Binary as well as text content is supported automatically.
Note: The codebase uses generators, so it requires node.js 4.x+ or io.js (or node 0.11.x+ with the --harmony-generators flag).
API
Authentication
Token-based authentication can be enabled for the APIs. To enable it, add at least one token in the config file
tokens:
- token1
- token2
To authenticate API calls use a bearer-token authentication header: Authentication: Bearer token1
curl -H "Authentication: Bearer token1" http://localhost:3060/stream/test
Producers
Create a new stream with metadata by initiating a POST
request to the server. Any metadata must be encoded in JSON in the X-Stream-Metadata
header
Request
POST /stream
X-Stream-Metadata: { ... arbitrary JSON metadata here ... }
... incoming data ...
Response
201 HTTP Created
X-Stream-Id: generated-stream-id
The response headers will be sent immediately once the stream is configured on the backend, and the producer can continue pumping data into the connection, closing the stream when all data is written. There is no body in the response.
Example
Here's a curl example for uploading the contents of a file called file.txt
into a stream:
curl -i -X POST -H x-stream-metadata:"{\"meta\": true}" http://localhost:3060/stream/ --data-binary @file.txt
CLI tool
Curl and other command line tools support non-buffered output, but wait for input to end before uploading content. In order to stream arbitrary input data to the server in real time, a CLI tool called stream
is included. You can use it like so:
for i in {1..5}; do echo $i; sleep 1; done | ./bin/stream http://localhost:3060 streamid
Usage:
stream server_domain streamid [--force]
Specifying a Stream ID
It's possible for a producer to specify a stream id to use instead of the server generating one. The id
is specified in the URL, similarly to a GET
request:
POST /stream/:id
X-Stream-Metadata: { ... arbitrary JSON metadata here ... }
... incoming data ...
If a stream with that id
does not yet exist, everything proceeds as normal, with a 201
HTTP response.
However, if that id
is already taken the server will return a 409 Conflict
error
409 Conflict
{
error: "The stream with ID XXXXX already exists. Specify force=true query param to override."
}
If the desired behavior is to override the existing stream, use the force=true
query parameter. The server will silently overwrite (or discard) the original stream.

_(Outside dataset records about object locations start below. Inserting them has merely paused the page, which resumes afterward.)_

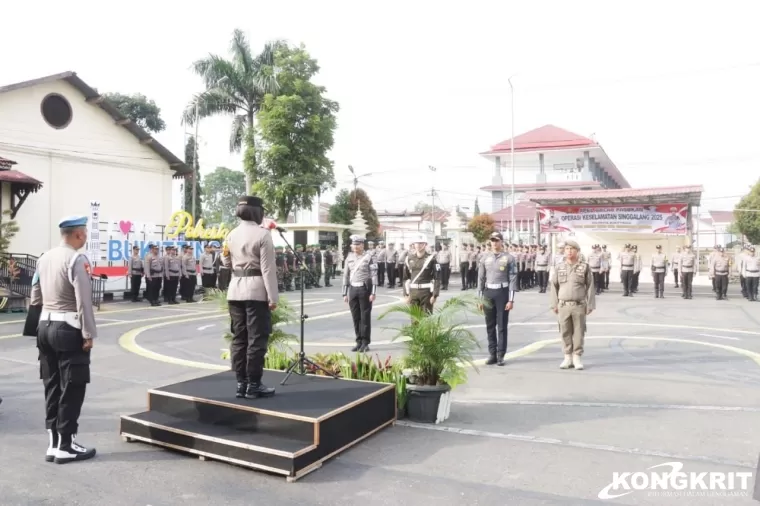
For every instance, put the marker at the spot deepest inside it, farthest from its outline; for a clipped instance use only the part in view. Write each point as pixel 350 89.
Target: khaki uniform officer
pixel 251 296
pixel 572 298
pixel 359 287
pixel 420 277
pixel 62 298
pixel 497 282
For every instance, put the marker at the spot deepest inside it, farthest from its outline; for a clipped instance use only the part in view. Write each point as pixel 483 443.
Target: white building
pixel 62 133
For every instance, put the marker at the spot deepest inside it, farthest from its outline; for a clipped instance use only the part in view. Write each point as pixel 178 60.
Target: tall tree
pixel 195 177
pixel 747 215
pixel 139 109
pixel 344 209
pixel 481 227
pixel 236 87
pixel 297 126
pixel 222 189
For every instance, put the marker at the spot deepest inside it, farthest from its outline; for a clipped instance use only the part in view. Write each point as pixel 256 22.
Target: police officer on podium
pixel 252 296
pixel 497 282
pixel 62 317
pixel 359 287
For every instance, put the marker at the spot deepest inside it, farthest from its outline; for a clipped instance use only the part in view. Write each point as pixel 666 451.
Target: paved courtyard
pixel 665 381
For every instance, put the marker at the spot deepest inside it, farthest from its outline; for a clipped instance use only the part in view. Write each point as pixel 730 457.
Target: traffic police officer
pixel 420 277
pixel 719 269
pixel 659 272
pixel 497 279
pixel 443 258
pixel 64 321
pixel 687 263
pixel 136 271
pixel 572 299
pixel 359 287
pixel 251 297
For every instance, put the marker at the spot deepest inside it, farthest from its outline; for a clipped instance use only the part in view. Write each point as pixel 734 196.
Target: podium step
pixel 217 442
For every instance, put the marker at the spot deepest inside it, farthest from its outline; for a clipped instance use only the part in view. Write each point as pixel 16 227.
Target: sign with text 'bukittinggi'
pixel 643 219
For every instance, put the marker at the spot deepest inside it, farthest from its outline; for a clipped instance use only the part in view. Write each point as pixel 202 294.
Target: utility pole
pixel 195 161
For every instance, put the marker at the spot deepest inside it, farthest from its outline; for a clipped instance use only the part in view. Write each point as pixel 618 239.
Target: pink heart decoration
pixel 125 227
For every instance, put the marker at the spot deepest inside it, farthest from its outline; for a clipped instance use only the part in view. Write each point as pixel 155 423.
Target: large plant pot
pixel 428 404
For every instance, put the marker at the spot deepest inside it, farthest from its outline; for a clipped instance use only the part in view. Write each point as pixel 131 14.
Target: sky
pixel 670 89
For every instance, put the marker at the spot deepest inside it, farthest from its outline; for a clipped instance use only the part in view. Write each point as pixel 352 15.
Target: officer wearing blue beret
pixel 62 318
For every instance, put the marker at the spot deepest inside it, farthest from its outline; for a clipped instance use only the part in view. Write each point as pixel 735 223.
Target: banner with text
pixel 654 219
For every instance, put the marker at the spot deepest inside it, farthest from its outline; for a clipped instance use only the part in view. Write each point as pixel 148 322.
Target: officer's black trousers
pixel 445 273
pixel 626 277
pixel 251 326
pixel 497 319
pixel 65 373
pixel 361 312
pixel 153 288
pixel 721 285
pixel 686 283
pixel 135 282
pixel 659 282
pixel 170 289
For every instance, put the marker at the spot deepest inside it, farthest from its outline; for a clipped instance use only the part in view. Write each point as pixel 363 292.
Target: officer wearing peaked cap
pixel 62 318
pixel 359 287
pixel 572 299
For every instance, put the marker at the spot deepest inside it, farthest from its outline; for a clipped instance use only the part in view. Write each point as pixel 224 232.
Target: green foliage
pixel 139 109
pixel 297 126
pixel 344 209
pixel 481 227
pixel 236 87
pixel 438 344
pixel 222 189
pixel 190 157
pixel 747 215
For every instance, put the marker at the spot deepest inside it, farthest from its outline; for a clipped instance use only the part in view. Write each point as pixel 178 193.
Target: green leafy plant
pixel 438 344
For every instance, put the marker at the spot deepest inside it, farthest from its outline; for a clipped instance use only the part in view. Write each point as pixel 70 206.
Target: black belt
pixel 246 273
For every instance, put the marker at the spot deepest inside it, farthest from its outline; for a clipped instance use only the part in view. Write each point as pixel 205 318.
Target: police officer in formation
pixel 251 297
pixel 572 299
pixel 443 259
pixel 719 269
pixel 154 275
pixel 172 273
pixel 627 265
pixel 659 272
pixel 63 321
pixel 497 279
pixel 687 265
pixel 359 287
pixel 208 272
pixel 420 276
pixel 751 273
pixel 136 272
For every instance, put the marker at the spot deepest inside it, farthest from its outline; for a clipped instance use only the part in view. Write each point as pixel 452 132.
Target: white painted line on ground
pixel 683 407
pixel 720 337
pixel 577 444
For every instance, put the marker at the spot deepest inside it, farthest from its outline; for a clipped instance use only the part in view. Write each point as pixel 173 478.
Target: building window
pixel 56 111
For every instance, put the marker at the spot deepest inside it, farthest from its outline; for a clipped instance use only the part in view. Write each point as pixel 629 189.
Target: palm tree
pixel 235 87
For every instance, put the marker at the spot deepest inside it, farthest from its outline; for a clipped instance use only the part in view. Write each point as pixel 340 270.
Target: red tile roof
pixel 614 194
pixel 523 211
pixel 722 216
pixel 544 138
pixel 14 176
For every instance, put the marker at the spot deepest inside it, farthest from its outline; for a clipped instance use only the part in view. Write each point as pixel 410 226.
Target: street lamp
pixel 512 155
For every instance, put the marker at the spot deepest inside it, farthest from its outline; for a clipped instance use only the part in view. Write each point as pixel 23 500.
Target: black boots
pixel 257 389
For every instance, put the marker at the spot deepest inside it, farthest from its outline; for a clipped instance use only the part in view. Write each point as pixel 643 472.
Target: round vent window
pixel 57 111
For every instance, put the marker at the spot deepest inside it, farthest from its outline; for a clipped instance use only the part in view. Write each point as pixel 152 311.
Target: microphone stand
pixel 299 364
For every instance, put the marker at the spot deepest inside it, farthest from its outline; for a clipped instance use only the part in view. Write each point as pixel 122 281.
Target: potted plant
pixel 438 349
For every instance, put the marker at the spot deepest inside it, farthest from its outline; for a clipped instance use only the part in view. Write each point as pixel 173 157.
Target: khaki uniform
pixel 572 295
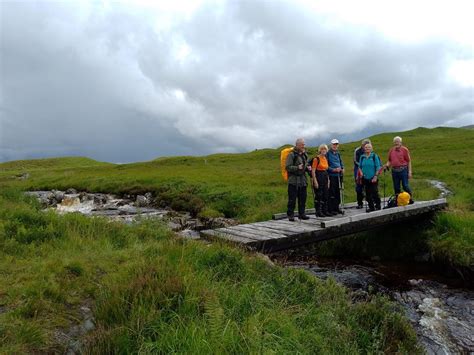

POST /stream/:id?force=true
X-Stream-Metadata: { ... arbitrary JSON metadata here ... }
... incoming data ...
Consumers
Consumers that know a stream ID can make request to read it back out. If the full stream is stored on the server, the response will be send and the HTTP request closed. If the producer is still contributing data to the stream, anything already sent by the producer will be sent first, and the consumer stream will remain open and updated with new producer data as it comes in until the producer finishes.
Request
GET /stream/:id
... streamed data here ...
Response
If the server already has the full stream buffered, a content-length header will be sent (this is a TODO). Otherwise, since the size of the stream is not known, no content-length header will be present and sets Transfer-Encoding
header to chunked
.
The metadata will be returned as JSON in the `X-Stream-Metadata' header.
200 HTTP Ok
Content-Type: application/octet-stream
X-Stream-Metadata: { ... arbitrary JSON metadata here ... }
Conent-Length: XXXX
... streamed data here ...
In case the stream with the specified ID doesn't exist, a 404 response will be sent.
404 Not Found
{
error: "The stream with ID XXXXX does not exist"
}
Curl example:
curl --no-buffer http://localhost:3060/stream/:id
Only get current content
It's possible to only request the current content of the steam for active streams. This may be useful if the client is an AJAX call and cannot stream data or wait arbitrarily long for the stream to end. To do this, use the notail
URL parameter in the GET request:
curl http://localhost:3060/stream/:id?notail
All seeing eye
The streamer also comes with a helpful /spy
endpoint that multiplexes all active and new streams.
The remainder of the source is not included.